Step 2: Establish concrete Employer Health and Wellness Program outcomes.
• Establish up front what the Employer Health and Wellness Program is working towards.
o By way of example: will participants lose weight? Walk more steps? Decrease injuries? Move to another stage of change?
• Establish any processes or procedures that will be improved.
o By way of example: which pharmacy operations will become more efficient? How will record-keeping be streamlined?
Step 3: Determine what will be measured to show that Employer Health and Wellness Program goals were met.
• Consider what data is really needed to show Employer Health and Wellness Program effectiveness. Avoid the temptation to collect every possible piece of data.
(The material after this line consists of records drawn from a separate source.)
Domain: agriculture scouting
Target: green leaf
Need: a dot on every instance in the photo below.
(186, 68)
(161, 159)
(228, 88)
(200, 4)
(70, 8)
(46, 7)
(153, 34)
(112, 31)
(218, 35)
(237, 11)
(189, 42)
Choose a handful of important data points and stick to those.
• Think backwards when determining what data to collect – consider how easily follow-up data can be collected when a Employer Health and Wellness Program ends. Getting follow-up data is often a challenge.
• Only collect data for health behaviors or indicators that the Employer Health and Wellness Program actually affected.
o By way of example: if the main Employer Health and Wellness Program goal is that participants will walk more steps, then it may be better NOT to choose changes in cholesterol level as a Employer Health and Wellness Program outcome (unless the Employer Health and Wellness Program specifically addresses cholesterol).
• Avoid measuring outcomes that the Employer Health and Wellness Program cannot (or did not) affect.
Step 4: Determine what Employer Health and Wellness Program elements must be included to move participants towards the Employer Health and Wellness Program goals.
• The concrete Employer Health and Wellness Program outcomes identified in Step 2 are the compass for keeping the Employer Health and Wellness Program on track. All Employer Health and Wellness Program elements should lead towards that ultimate goal.
Working backwards when planning and implementing Employee Wellness Programs is really forward thinking. Keeping the bottom line up front is a smart approach to Employee Wellness Programs.